So this is my update from the last few days before we shunted into the workshop proper. Workshop reflections will be mostly posted at chriswenn.net. The weekend was mainly spent exploring the local markets – we’re in the heart of the textile (rendered endearingly as ‘tecksteel’, in the fluid Jakarta accent) district here in Tana Abang, so most of my gifts for friends and family are in the form of scarves, sarongs and t-shirts! As I’ve mentioned before, Jakarta is a mercantile city – everything that can be sold is being sold here, and the locals take pride in their bargaining abilities. Our guide for most of our shopping trips has been the streetwise Jack (whose name is either spelt Zack and pronounced Jack OR spelt Jack and pronounced Zhack), who seems to greatly enjoy the ‘press’, as he calls it, forcing the stallholder’s prices lower and lower until it reaches the point he deems acceptable. In the last few days, we’ve left a string of local traders shaking their heads in bewilderment, as if they’re not quite sure what just happened. We’ve reached an accommodation with a scarf trader in the Thamrin City market – Ika – who has had a garrulous group of Westerners descend on her stall every day for the last few days. We have been variously introduced as Jack’s brothers, cousins and sisters (in the face of overwhelming evidence, naturally) and have watched with delight and amusement as the drama plays out. Even speaking in Bahasa, the process of bargaining is carried out in pantomime, mock-scowls and grimaces, handwaving and backs being turned. At a tshirt/streetwear stall in Thamrin, the bargaining seemed to be entirely in disbelieving laughter. Jack pushed harder and harder on the poor fella: holding out fistfuls of rupiah, then snatching them away; holding out a handshake as the trader shook his head. All this conducted with good humor, of course.
Jack is an amazing character – completely untrained, he moves with a grace that is as intense as it is beautiful. He is a veteran of the Tana Abang slum – born and living there until by some remarkable osmosis he became a fixture of Indonesia’s most beloved theatre company. Slamet has given him a home, a job, and an education – receiving in return a powerful, magnetic stage presence that embodies traditional virtues of courage, strength, honour and generosity. It was Jack that was our guide through the slums, and has been our main communicator with the street people in this area. In our improvisations he has provided vocal work – deep, demonic laughter; raw howls; the aching calls of the azan (the call to prayer); and gorgeous, wordless lyrics in the traditional Javanese style.

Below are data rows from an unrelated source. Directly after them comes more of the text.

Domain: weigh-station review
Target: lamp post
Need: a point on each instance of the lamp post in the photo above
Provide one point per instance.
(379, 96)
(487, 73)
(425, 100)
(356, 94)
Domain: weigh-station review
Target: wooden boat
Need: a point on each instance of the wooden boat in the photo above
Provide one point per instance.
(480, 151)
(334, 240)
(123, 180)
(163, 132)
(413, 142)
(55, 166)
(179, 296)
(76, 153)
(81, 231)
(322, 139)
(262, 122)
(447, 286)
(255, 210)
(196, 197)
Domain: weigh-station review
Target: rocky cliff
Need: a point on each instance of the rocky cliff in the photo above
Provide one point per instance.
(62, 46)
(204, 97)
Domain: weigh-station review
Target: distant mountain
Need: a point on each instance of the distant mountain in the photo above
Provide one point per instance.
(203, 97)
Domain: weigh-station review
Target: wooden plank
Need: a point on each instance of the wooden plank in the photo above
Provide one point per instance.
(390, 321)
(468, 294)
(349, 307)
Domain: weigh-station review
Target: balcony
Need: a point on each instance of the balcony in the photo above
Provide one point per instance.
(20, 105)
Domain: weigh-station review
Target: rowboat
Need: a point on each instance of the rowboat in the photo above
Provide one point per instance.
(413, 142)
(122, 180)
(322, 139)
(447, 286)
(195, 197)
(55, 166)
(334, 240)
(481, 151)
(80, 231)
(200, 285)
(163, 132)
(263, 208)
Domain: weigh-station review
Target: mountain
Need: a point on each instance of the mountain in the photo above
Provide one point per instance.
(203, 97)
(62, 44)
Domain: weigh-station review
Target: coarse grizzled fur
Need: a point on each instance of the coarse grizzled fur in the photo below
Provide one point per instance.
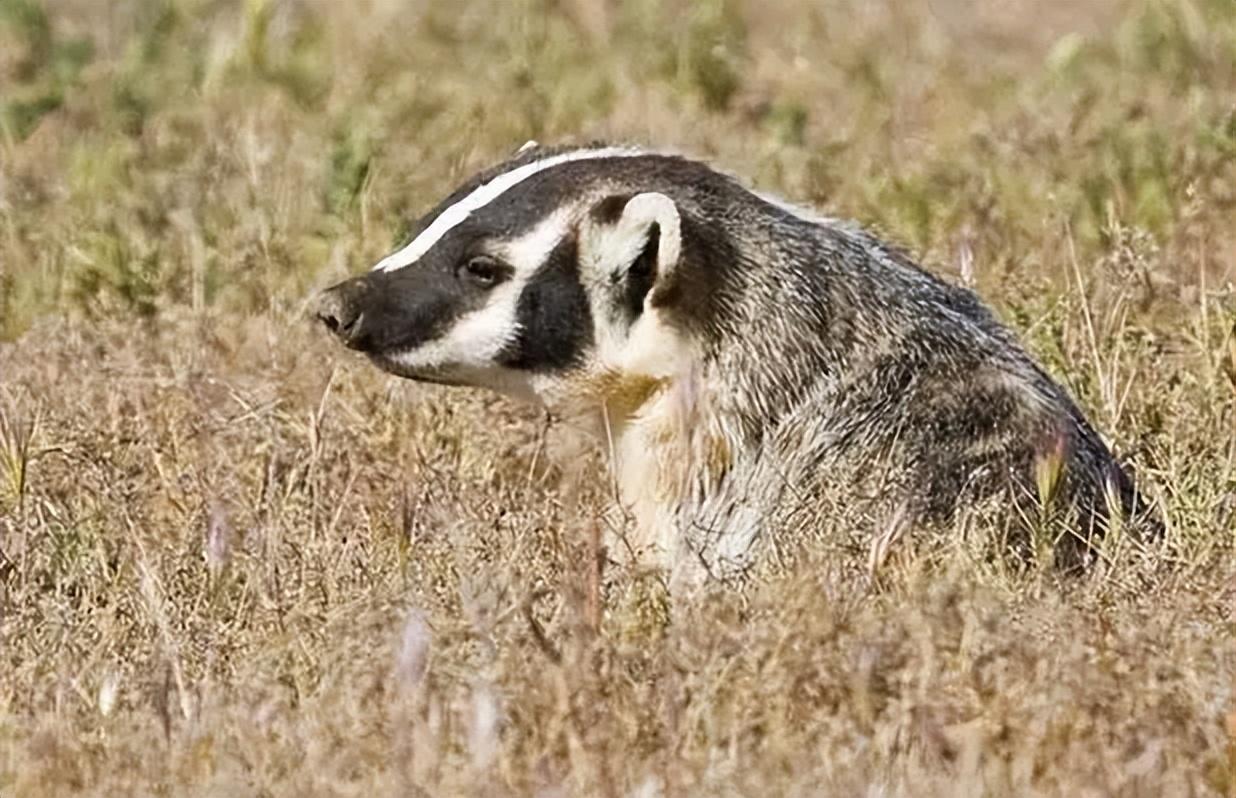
(753, 368)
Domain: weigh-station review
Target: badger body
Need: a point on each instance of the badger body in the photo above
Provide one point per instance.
(753, 369)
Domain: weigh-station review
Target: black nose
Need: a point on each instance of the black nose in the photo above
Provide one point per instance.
(341, 309)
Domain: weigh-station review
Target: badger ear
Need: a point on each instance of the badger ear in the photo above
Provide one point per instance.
(647, 242)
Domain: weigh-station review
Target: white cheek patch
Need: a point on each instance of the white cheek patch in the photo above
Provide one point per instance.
(475, 339)
(482, 195)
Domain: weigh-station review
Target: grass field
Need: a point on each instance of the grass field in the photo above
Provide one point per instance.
(235, 561)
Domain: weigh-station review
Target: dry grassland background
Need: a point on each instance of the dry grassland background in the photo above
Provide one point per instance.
(235, 561)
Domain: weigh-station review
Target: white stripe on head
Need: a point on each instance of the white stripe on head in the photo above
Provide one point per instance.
(478, 337)
(485, 194)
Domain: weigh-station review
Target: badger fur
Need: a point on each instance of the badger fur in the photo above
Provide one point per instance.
(752, 368)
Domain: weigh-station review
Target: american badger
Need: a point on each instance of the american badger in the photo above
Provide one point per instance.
(754, 371)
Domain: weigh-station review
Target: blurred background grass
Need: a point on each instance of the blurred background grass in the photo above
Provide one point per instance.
(225, 155)
(235, 562)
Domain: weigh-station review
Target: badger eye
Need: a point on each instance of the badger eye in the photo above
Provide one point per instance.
(481, 271)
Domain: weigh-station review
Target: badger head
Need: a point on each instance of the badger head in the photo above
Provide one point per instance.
(556, 271)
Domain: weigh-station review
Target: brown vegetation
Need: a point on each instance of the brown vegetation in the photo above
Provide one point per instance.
(234, 561)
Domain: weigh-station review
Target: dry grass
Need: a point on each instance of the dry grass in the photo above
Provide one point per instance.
(234, 561)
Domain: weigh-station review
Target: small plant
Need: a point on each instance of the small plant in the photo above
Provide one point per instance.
(17, 434)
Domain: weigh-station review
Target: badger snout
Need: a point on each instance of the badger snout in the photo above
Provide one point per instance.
(341, 308)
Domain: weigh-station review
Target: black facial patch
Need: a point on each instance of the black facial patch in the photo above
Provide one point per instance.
(555, 323)
(642, 274)
(609, 210)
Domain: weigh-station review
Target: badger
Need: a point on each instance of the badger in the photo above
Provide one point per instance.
(754, 371)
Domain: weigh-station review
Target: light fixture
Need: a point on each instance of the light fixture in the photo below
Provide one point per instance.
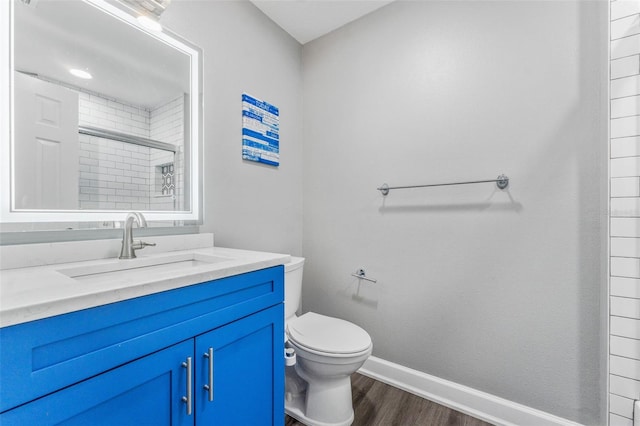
(81, 73)
(149, 23)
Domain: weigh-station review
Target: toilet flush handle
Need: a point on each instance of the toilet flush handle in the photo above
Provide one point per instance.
(362, 275)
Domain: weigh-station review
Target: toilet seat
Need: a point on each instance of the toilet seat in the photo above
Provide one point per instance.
(327, 335)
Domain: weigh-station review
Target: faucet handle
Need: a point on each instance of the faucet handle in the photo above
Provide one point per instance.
(138, 244)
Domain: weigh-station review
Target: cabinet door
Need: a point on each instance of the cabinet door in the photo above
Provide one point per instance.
(148, 391)
(248, 372)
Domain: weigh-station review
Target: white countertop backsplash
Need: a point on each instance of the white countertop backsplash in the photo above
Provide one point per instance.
(32, 286)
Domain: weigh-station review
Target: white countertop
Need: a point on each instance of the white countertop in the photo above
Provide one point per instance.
(36, 292)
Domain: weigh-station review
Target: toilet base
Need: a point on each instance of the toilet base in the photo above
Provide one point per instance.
(332, 396)
(295, 409)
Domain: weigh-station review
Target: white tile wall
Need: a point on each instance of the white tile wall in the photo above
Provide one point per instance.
(167, 125)
(624, 285)
(118, 175)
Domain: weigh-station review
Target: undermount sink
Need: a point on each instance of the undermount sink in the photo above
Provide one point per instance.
(115, 270)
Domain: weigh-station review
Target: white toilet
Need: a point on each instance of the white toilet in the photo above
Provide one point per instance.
(327, 351)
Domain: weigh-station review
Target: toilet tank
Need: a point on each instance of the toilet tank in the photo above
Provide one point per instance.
(292, 286)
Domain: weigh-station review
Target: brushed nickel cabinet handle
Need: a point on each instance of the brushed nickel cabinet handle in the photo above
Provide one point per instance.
(209, 387)
(187, 399)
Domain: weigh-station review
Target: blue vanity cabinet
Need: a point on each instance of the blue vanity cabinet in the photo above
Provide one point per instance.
(245, 382)
(144, 392)
(136, 362)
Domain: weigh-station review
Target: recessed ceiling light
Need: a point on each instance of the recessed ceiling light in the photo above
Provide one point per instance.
(81, 73)
(149, 23)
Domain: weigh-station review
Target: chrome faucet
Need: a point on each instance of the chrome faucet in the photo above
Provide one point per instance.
(129, 246)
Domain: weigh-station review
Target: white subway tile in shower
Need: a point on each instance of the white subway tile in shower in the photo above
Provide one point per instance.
(625, 107)
(623, 346)
(625, 47)
(625, 27)
(625, 267)
(625, 167)
(625, 207)
(626, 86)
(625, 307)
(625, 287)
(625, 67)
(625, 327)
(623, 127)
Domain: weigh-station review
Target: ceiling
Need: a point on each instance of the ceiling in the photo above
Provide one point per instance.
(306, 20)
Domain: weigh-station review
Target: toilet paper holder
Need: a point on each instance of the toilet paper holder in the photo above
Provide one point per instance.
(361, 275)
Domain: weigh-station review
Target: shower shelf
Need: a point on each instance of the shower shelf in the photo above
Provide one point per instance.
(502, 182)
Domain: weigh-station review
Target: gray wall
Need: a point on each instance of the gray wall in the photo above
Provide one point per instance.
(247, 205)
(499, 291)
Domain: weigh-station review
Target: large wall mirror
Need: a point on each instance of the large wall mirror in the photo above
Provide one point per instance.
(102, 117)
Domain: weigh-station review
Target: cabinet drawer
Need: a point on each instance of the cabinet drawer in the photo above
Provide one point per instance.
(39, 357)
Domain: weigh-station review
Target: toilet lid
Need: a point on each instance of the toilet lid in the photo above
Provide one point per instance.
(327, 334)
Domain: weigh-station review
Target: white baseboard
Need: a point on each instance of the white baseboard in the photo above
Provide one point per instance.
(481, 405)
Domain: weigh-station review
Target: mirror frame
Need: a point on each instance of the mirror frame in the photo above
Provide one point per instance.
(8, 214)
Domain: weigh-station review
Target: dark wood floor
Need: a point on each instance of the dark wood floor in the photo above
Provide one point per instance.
(378, 404)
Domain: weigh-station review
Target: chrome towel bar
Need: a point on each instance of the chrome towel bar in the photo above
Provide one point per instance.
(501, 181)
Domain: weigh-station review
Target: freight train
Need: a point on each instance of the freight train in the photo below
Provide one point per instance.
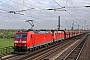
(27, 41)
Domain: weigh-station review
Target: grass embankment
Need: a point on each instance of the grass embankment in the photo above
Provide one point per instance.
(6, 42)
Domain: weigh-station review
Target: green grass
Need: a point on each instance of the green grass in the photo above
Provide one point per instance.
(6, 42)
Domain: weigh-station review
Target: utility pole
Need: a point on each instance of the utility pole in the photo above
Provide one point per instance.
(58, 22)
(72, 26)
(78, 26)
(31, 23)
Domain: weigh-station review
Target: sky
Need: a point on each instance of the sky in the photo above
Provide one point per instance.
(75, 14)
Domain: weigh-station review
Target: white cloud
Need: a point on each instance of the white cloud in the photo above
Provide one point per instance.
(43, 18)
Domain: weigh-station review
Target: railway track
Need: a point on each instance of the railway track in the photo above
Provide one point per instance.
(44, 52)
(75, 53)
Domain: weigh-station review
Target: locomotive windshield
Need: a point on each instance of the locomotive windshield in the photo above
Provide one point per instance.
(21, 35)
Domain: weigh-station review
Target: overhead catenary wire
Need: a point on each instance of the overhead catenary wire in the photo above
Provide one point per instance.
(28, 16)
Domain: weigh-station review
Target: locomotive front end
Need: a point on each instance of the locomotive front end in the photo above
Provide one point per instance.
(20, 41)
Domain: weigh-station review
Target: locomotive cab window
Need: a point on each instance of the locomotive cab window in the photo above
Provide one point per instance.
(21, 35)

It’s somehow inspiring to see this remarkable young man walk the streets of Jakarta with the confidence of a young lion. He steps into the feral traffic with a hand raised, guiding us across the four nominal lanes (in practice, more like six or ten) to whatever our next destination is. The traders and their hangers-on call out “Ay, Jackie!”, “Pagi, Jackie!” as we pass, as though he’s a local fixture.
Is (JZH)ack scheduled for a stay on our couch?